Polyethylene glycol (PEG) is a synthetic, hydrophilic polymer well-investigated for hydrogels, particle “stealthing”, drug half-life extension, and more. It has a relatively cytocompatible nature, often eliciting minimal inflammatory responses. Its chemistry is well-defined, and a multitude of variants (linear, branched, star, multi-arm, multi-functionality, etc.) are commercially available. Headen et al. demonstrated the microencapsuation of both cells and proteins using 4-arm PEG-based chemical hydrogels generated with a flow-focusing microfluidic device and crosslinked via Michael addition.25 The cell-binding peptide motif RGD was incorporated into the microgel for cell adhesion; the proteins insulin, bovine serum albumin, and IgG were loaded and showed sustained release over 3 days. Human MSCs were encapsulated and shown to be viable for at least 7 days; human islets were encapsulated and had a comparable glucose stimulation index as compared to non-encapsulated islets.
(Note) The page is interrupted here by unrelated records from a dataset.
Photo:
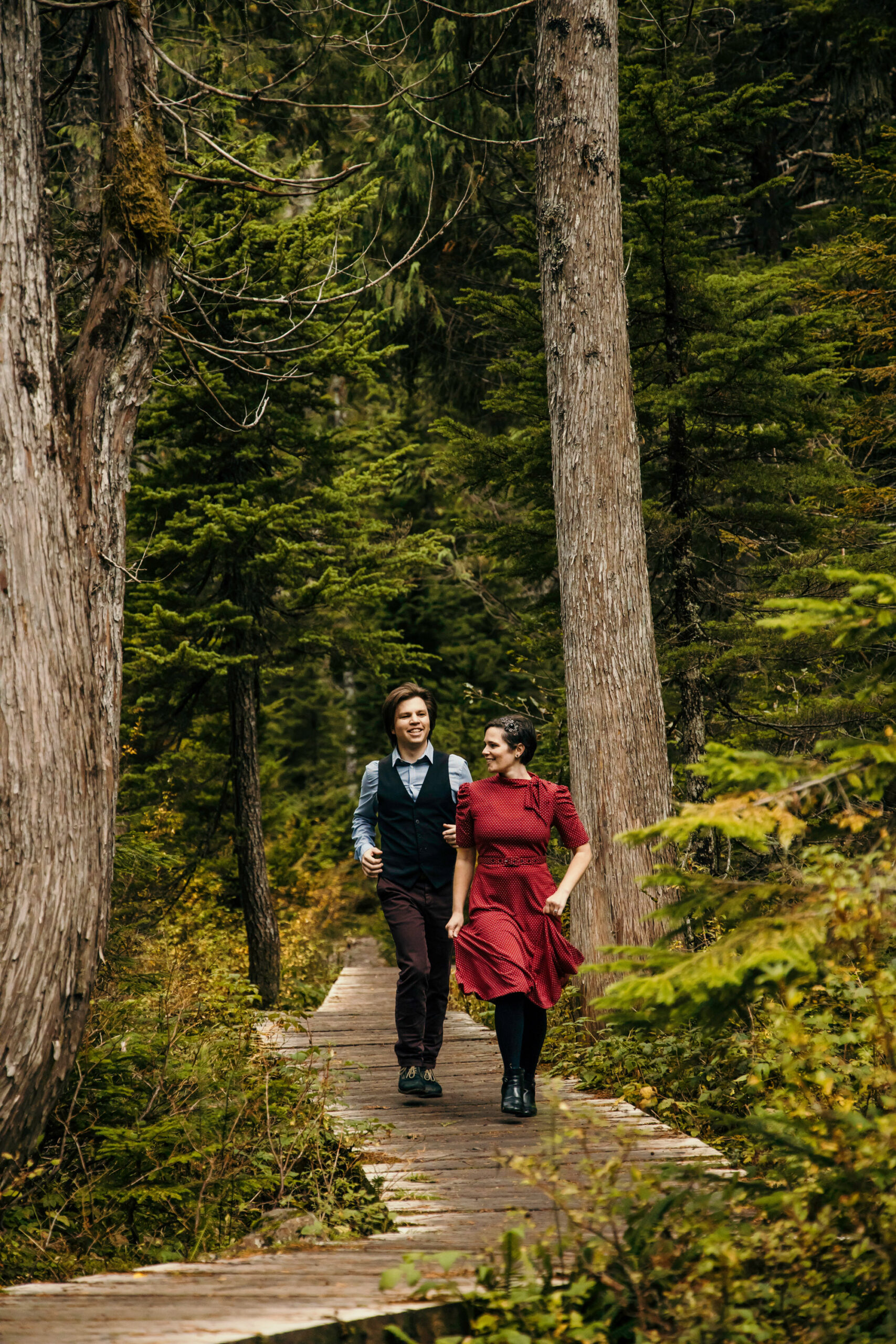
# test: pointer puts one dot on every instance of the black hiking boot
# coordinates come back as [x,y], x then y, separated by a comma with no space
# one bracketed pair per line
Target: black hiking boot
[512,1093]
[430,1086]
[529,1096]
[412,1081]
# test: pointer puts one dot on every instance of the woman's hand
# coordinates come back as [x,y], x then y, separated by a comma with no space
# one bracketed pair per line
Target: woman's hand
[555,905]
[455,925]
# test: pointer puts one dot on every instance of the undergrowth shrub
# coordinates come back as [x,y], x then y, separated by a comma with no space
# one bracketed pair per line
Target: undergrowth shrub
[765,1015]
[179,1126]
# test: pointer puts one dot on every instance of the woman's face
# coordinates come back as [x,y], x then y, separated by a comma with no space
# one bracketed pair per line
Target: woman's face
[498,753]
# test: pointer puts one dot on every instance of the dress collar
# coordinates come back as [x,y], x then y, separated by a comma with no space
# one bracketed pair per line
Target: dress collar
[428,756]
[537,795]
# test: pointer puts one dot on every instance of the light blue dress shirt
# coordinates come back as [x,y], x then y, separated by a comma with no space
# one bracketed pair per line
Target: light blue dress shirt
[412,773]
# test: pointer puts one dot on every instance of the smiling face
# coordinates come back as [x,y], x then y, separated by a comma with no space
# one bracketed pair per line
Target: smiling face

A PEG-based microgel platform based on a microfluidic synthesis approach was also reported by Allazetta et al.3 The crosslinks used in this platform were enzymatically degradable, allowing for certain proteases to cleave the hydrogel network. Mouse embryonic stem cells were encapsulated with this procedure, followed by a second microfluidic step into hydrogel beads chemically crosslinked via Michael addition, resulting in an encapsulating non-degradable hydrogel shell. ESCs escaped after 20 h if the second microfluidic step was absent; with the additional non-degradable layer, no cells escaped after 4 days of culture. The related idea of conformally coating cells with a hydrogel shell has been reported by Tomei et al.; no significant loss of encapsulated islet function was observed.64 These approaches of generating an additional layer of hydrogel material over an existing microgel foundation holds promise for modulating both cell and protein delivery.

PEG-based microparticles that are photodegradable by single photon or two-photon irradiation were reported by Tibbitt et al.63 A PEG macromer with bivalent photodegradable acrylates was copolymerized with a PEG macromer with tetravalent thiol groups via Michael addition; the photodegradable nitrobenzyl ether moieties absorb single photon radiation at 365 nm or two-photon radiation at 740 nm. It was demonstrated that labeled bovine serum albumin could be released selectively by spatially targeting microspheres to irradiate. Bioactivity of encapsulated TGF-β1 on mink lung epithelial cells was verified with a luciferase assay in vitro. The use of fluorescent annexin V within degradable microgels to identify apoptotic cells (induced with camptothecin) was also demonstrated.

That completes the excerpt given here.